Heeey tout le monde !
Aaaand we’re back ! Ca faisait longtemps. La promotion d’automne de La Demeure du ciel, et de Nos Jours Brûlés est passée; le premier jet du tome 2 de Nos Jours Brûlés, rendu; et la plupart de mes mails traités. J’ai donc profité de ces petits moments d’accalmie pour lire des articles que j’avais dans mon Pocket depuis un moment (j’ai découvert par la même occasion, que certains d’entre vous m’y suivaient ? Lol, désolée de l’avoir découvert en 2021, je suis une mamie sur cette appli’). Au fil de mes lectures passionnantes, plusieurs notions m’ont pas mal questionné par rapport à la pandémie que nous traversons depuis maintenant plus de deux ans. En effet, si j’ai pas mal parler du care sur ce blog, je me rends compte que j’ai peu abordé cette notion – probablement parce que les enjeux collectifs m’intéressent plus.

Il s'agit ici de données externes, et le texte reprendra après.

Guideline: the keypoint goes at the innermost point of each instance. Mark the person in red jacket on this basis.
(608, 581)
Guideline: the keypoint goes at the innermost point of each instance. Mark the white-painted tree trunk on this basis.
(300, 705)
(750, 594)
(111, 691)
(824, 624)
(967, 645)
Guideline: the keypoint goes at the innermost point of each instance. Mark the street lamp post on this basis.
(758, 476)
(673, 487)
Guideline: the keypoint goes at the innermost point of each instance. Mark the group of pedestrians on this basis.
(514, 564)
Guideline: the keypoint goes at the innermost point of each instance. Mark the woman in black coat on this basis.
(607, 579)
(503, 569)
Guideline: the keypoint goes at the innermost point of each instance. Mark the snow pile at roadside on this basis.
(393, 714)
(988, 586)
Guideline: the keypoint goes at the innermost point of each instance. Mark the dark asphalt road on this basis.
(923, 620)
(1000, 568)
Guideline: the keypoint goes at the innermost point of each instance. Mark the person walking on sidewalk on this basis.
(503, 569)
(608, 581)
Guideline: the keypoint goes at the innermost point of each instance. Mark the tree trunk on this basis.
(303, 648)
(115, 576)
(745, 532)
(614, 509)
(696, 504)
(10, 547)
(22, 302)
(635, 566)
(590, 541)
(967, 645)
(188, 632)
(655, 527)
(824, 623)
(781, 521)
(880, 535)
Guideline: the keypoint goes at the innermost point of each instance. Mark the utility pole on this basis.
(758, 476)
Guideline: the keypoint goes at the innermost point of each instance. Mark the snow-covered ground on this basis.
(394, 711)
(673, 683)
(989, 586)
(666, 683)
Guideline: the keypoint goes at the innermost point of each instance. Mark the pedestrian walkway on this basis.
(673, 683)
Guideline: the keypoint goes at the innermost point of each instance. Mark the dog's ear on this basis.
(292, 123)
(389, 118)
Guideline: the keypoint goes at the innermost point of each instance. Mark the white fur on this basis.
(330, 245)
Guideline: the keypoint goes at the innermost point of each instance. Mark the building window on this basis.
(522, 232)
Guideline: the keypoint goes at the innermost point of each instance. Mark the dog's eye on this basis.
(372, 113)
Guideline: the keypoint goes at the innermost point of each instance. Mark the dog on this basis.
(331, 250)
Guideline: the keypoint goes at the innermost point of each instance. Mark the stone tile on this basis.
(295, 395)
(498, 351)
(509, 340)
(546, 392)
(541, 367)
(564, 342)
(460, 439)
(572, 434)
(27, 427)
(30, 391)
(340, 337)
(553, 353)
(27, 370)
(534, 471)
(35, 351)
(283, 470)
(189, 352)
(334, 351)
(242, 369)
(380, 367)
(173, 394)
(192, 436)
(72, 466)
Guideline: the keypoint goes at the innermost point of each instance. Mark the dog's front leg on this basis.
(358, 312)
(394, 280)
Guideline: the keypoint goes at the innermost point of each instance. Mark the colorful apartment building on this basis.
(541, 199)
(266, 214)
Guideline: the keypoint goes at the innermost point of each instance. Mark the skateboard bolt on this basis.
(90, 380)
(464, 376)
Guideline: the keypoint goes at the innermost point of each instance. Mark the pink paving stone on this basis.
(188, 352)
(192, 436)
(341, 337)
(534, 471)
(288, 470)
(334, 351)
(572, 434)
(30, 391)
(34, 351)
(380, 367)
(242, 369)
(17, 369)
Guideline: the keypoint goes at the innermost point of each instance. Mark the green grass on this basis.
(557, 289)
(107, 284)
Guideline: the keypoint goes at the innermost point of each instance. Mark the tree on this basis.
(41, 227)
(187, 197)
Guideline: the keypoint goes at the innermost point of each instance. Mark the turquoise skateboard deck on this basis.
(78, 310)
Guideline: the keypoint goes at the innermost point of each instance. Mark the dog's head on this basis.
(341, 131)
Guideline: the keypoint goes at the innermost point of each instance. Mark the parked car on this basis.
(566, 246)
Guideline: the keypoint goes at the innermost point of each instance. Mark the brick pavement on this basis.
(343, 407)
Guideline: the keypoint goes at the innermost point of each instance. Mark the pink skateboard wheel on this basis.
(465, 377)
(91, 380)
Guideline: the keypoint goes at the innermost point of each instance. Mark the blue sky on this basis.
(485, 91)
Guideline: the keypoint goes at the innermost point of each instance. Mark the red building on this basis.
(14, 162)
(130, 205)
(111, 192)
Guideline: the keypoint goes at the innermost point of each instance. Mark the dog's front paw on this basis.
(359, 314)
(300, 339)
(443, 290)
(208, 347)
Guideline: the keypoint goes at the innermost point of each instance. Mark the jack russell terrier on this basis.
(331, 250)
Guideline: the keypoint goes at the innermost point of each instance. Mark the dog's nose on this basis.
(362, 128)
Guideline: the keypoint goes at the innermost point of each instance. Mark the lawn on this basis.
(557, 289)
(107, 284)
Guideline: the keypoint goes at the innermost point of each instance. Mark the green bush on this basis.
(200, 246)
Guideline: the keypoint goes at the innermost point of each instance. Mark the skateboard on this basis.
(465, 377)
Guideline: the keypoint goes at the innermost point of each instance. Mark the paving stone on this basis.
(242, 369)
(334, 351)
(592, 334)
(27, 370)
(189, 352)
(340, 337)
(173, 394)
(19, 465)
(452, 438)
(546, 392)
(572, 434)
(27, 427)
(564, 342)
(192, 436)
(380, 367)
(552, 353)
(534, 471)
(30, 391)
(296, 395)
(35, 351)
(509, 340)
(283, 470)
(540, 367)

Avec la pandémie et ses conséquences, les posts et articles sur le self/care sont apparus en nombre, notamment pour analyser les conséquences de l’isolement et des confinements successifs sur différents publics – pour ceux et celles qui ont pu se confiner. On a lu beaucoup de témoignages sur comment le confinement avait permis à certains de “s’arrêter”, de se questionner sur soi et sur ses besoins, dans une course à la productivité imposée par le monde du travail, et plus largement par le capitalisme. Bref, la santé mentale et le self/care est un sujet qui a été énormément investi dans les conversations publiques et sur les réseaux sociaux. Toutefois, l’ampleur mondiale de cette crise sanitaire a laissé, je pense, peu de place aux réflexions critiques sur le self/care, et particulièrement sur sa pratique.
En effet, le discours autour de la santé mentale n’est pas neutre et souffre, lui aussi, de biais propres à l’Occident, dont nous sommes souvent les messagers.
Self/care : du Nord au Sud, parle-t-on le même langage ?
Dans l’article passionnant “Une psychiatrie mondialisée.Comment l’Occident exporte ses troubles mentaux, Ethan Watters traite des effets de la mondialisation sur la codification des symptômes de certaines pathologies dans des pays non-occidentaux :
En ces temps de mondialisation, nous devrions être sensibles aux différences locales et y attacher de la valeur. Et savoir que toutes les cultures n’ont pas la même conception de la psychologie humaine est crucial dans l’approche de la santé et de la maladie mentale.
Ainsi, un Nigérian peut souffrir d’une forme de dépression propre à sa culture, qu’il décrira par une sensation de brûlure dans la tête, alors qu’un paysan chinois parlera simplement de douleurs à l’épaule ou à l’estomac. Et une étude auprès de réfugiées salvadoriennes traumatisées par une longue guerre civile a montré que certaines d’entre elles ressentaient ce qu’elles appellent des calorías, une sensation de chaleur corporelle intense.
Malheureusement, les spécificités culturelles d’une population sont considérées comme des barrages à surmonter par les entreprises pharmaceutiques occidentales, si celles-ci veulent parvenir à vendre leurs médicaments et faire du profit. Elles n’hésitent donc pas à altérer la considération et la représentation de certaines pathologies dans le pays visé pour arriver à leurs fins, comme ce fut le cas au Japon :
Le marché japonais posait à GSK un problème extrêmement difficile. Certes, il existait bien au Japon un diagnostic clinique de la dépression (utsubyo), mais il ne ressemblait en rien à la version américaine : il décrivait une pathologie aussi dévastatrice et aussi stigmatisante que la schizophrénie, et rare de surcroît, ce qui compromettait les perspectives commerciales des antidépresseurs au Japon. La plupart des autres états mélancoliques n’y étaient pas considérés comme des maladies. Pour que la paroxétine soit un succès, il ne suffisait donc pas d’accaparer le marché restreint des Japonais à qui l’on avait diagnostiqué une utsubyo. Il fallait modifier l’idée qu’on se faisait de la dépression dans le pays.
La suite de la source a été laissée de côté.